Imagine that someone has just fallen into a large, active incinerator. Neither you nor the person who has fallen in can shut off the incinerator or get the person out. They will now certainly die an agonising death over the next few minutes. Next to you are two loaded guns – one which contains bullets and another which contains tranquiliser darts. Shooting a bullet will kill the person immediately whereas shooting the tranquiliser dart might ease the person’s suffering, however you cannot be completely sure. Do you shoot either of the guns or do you do nothing at all? Almost no one could morally defend not at least shooting the tranquiliser dart, I think, since it might at least ease the person’s pain. However, what if the tranquiliser dart is ineffective and the person continues to writhe in pain? Surely then we should shoot the gun with bullets. In this analogy, we should view terminally-ill newborns who are in extreme suffering like we view the person who falls into the incinerator. Further, we should view it as a moral obligation to, if the darts don’t sufficiently reduce the person’s pain, use the gun with bullets.

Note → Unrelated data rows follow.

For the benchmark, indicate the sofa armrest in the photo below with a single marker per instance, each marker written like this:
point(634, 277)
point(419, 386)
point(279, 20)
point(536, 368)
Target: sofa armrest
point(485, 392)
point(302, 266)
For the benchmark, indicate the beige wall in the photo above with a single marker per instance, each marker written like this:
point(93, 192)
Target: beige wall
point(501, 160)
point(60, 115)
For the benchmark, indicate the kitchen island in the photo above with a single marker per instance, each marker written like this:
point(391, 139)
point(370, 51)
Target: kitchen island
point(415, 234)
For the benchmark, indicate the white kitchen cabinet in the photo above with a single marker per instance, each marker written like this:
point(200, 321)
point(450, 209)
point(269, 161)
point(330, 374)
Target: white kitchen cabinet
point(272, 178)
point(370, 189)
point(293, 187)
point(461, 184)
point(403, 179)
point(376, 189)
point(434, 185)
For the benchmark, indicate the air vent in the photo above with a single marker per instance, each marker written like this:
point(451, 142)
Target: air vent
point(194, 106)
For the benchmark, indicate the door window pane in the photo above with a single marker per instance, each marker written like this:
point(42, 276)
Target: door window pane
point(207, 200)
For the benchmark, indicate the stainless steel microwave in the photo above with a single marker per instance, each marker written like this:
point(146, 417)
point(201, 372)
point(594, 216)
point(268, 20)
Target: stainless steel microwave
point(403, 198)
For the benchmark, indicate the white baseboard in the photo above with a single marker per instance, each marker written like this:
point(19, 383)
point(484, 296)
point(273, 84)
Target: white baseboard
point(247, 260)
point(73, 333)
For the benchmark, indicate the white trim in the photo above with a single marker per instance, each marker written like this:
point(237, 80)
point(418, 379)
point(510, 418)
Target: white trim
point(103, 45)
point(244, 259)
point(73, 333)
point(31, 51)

Given that it is possible to accurately infer facts pertinent to a newborn’s mental state, and this mental state is relevant to wellbeing and quality of life, there is no defensible reason to assume an ideal mental state exists and thus adhere to the principle of the sanctity-of-life (especially as a default position). Upon knowing something about the probable mental state, if it is deemed to inflict a terrible quality of life upon the newborn (now, in the foreseeable future, or both), ‘conservative’ treatment regimes like that used with Baby M are justified, if not obligatory.